As with the Secretary of State primary, I wasn't sure I was going to endorse anyone in the open 8th Congressional District primary. There are three strong and capable Democrats running for that seat, and any one of them will be a marked improvement over not just John Gard, the presumptive Republican nominee, but Mark Green and any other Republican in Congress right now.
However, the more I've thought about it and the more I've read about the race, I've come to the conclusion that the strongest candidate, and the one most likely to be able to provide an appealing alternative to Gard, is Steve Kagen.
I've been predisposed to like Kagen since he was the first of the three candidates to make a direct appeal to bloggers a year ago. Reaching out to the netroots is an important symbolic step, even if, as I assured him then and am more convinced of now, my own influence is relatively small. In that first meeting and in a second one last spring, he wasn't just seeking money or pixels; he was actively seeking advice. Kagen listens, and that's one thing I like about him.
This is not to say that Nancy Nusbaum (Jamie Wall just doesn't have a shot) wouldn't listen either; all I know is she never called me.
But it is in the contrast between Kagen and Nusbaum that I see a reflection of what the contrast would be between Kagen and Gard. 2006 is, nationally, shaping up to be an anti-Republican, anti-incumbent year. John Gard is nothing if not a Republican incumbent, even if he's never held this particular office. Gard is a politician's politician. Everyone knows who he is and what he is and, frankly, people just don't like him that much. Nancy Nusbaum, of course, hasn't been sitting atop an ineffective and reactionary legislature. But Nusbaum is also a politician--albeit one on the side of good rather than evil. Kagen, on the other hand, can ride a wave of anti-politician sentiment that Nusbaum and Gard can't harness.

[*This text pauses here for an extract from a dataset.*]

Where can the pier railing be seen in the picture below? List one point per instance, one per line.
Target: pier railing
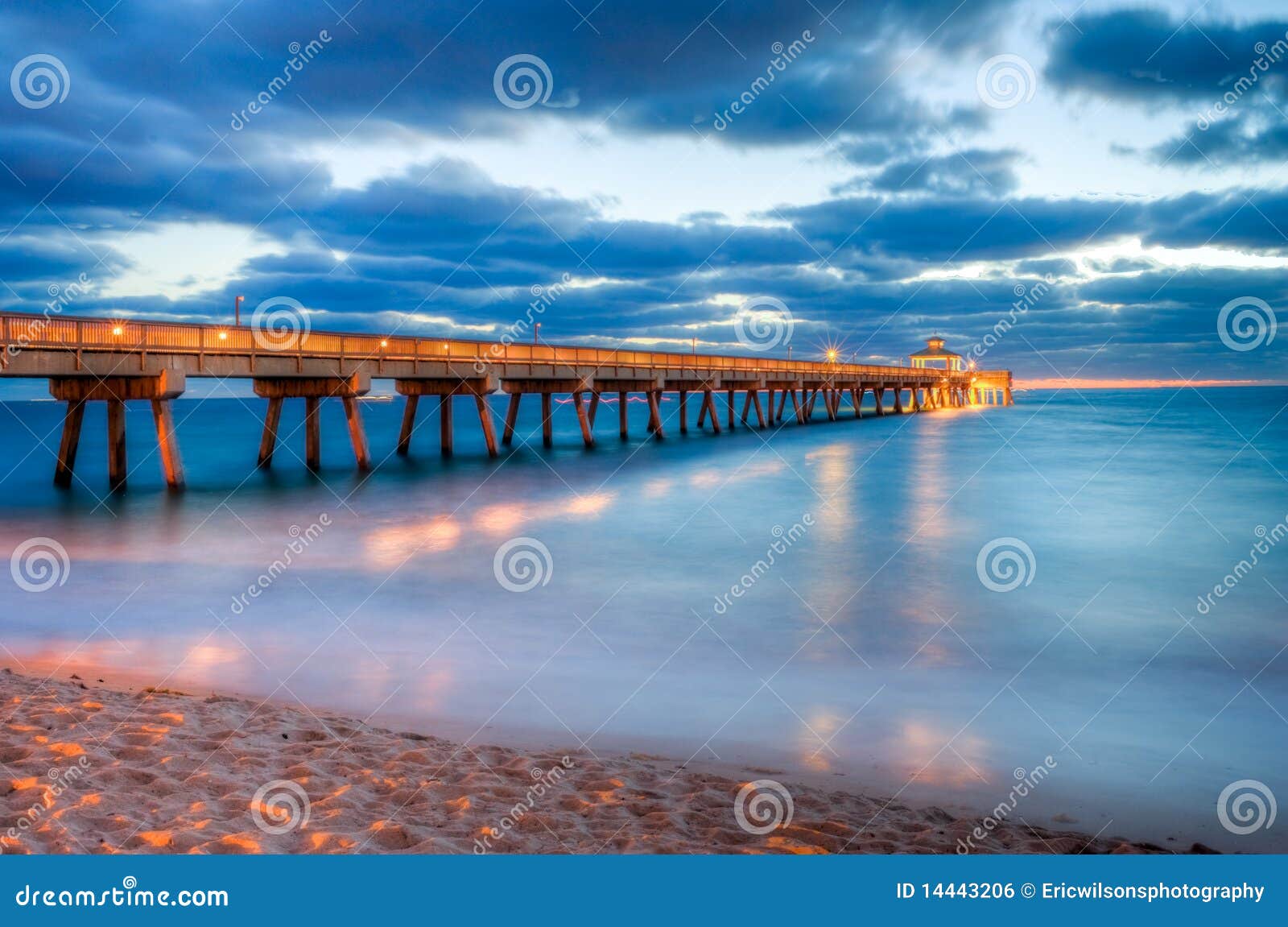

I think the voters in the 8th are seeing that. I can't help but roll my eyes a little bit every time someone tells me that Kagen is winning big--the polls they cite are all paid for by Kagen's campaign. However, it is important to note that neither Gard nor Nusbaum is releasing internal polling data. That suggests to me that the numbers Gard and Nusbaum are seeing aren't the kind to be proud of. Even if you take Kagen's polls with a grain of salt, the lack of data from Gard and Nusbaum still speaks volumes.
The Republicans, who lined up behind Gard, also are looking at Kagen as their eventual opponent. The NRCC is already buying coordinated ads against Kagen. There's no question that the Republicans have made some bad decisions in this cycle (how much money are they spending to defend Lincoln Chaffee in a primary?), but I believe they must have their own polling showing a Kagen win on the Democratic side.
The 8th is a winnable district this year: There's no incumbent, and a general anti-Republican sentiment across the nation. I firmly believe that the best bet we have to take it is with Steven Kagen.